We meet with Primrose to find out more about the range, what makes it different and why breakfast is so important for runners.

Can you tell us a bit about Primrose’s Kitchen and how it got started?

We launched five years ago, and the inspiration for it really came from my own health. I had suffered from chronic fatigue, IBS and various energy-level problems. I had to seriously look at my diet and the way I was living in order to try and work out what I could do to improve how I felt and take responsibility for my own health.

It led me on a journey going to every sort of healer, nutritionist and herbalist under the sun, learning about what made up a balanced diet and lifestyle. And that is what I now talk about with Primrose’s Kitchen: a naturopathic lifestyle. This is about creating balance in all aspects of your life, from the food you eat, the people you surround yourself with and the environment you place yourself in.     

Diet was a major part of this mix of things. For me, going gluten-free and focusing on organic was a major element. Over time, I realised that the most important thing is whole foods and eating food as nature intended. Unadulterated foods that are presented as much as they can be in their rawest form.

I am more a creative than I am a businessperson.

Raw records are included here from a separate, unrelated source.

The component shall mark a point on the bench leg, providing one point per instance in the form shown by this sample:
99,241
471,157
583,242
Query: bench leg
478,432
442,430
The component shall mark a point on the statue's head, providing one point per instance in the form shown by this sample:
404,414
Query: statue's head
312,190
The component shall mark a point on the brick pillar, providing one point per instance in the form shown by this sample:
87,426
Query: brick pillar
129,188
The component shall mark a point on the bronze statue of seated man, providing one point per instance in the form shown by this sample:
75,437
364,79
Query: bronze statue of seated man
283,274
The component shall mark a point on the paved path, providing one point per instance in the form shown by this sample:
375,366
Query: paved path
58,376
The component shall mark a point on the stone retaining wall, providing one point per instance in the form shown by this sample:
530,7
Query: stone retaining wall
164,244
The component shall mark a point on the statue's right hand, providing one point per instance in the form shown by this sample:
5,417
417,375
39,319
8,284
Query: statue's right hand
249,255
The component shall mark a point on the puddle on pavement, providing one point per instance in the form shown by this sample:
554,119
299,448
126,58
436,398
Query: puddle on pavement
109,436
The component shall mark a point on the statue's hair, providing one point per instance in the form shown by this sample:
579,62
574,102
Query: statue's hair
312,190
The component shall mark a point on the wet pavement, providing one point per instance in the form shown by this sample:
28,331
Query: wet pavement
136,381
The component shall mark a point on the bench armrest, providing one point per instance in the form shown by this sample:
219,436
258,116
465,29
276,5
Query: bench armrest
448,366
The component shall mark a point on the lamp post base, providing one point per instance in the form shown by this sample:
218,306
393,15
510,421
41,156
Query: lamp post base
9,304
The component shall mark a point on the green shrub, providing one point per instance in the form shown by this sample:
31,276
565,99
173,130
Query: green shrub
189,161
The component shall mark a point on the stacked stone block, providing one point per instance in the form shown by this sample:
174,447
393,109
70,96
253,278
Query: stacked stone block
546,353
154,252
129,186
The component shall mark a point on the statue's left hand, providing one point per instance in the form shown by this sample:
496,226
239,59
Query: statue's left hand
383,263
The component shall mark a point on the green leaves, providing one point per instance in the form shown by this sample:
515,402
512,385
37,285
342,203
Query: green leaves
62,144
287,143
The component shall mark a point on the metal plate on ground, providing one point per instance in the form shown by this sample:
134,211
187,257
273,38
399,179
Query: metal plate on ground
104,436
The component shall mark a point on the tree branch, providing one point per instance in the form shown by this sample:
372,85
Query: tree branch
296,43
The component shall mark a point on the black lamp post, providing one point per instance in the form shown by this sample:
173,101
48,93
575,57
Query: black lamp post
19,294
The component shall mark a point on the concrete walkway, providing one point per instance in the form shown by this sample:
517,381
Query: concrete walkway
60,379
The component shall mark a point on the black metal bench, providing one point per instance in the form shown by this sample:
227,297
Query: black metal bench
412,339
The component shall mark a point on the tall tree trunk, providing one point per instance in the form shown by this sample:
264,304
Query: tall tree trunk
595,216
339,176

I am always looking for things that I want to eat and do things that are different. I think getting vegetables in in a way that you don’t know they’re there, or don’t feel so frightening, is good. It challenges the status quo, which I think is very important in a world where we like what we like and we don’t like what we don’t like.

I started with two mueslis. I was terrible about getting enough vegetables in my diet. I knew I should be eating them. Like so often, we know what we should be doing, but incorporating them into my diet in an easy way wasn’t easy. I didn’t like to spend a lot of time cooking. I thought I would love to get them into the meal that I like to eat the most, which is breakfast, because it’s really easy to assemble.

What makes Primrose’s Kitchen’s products different?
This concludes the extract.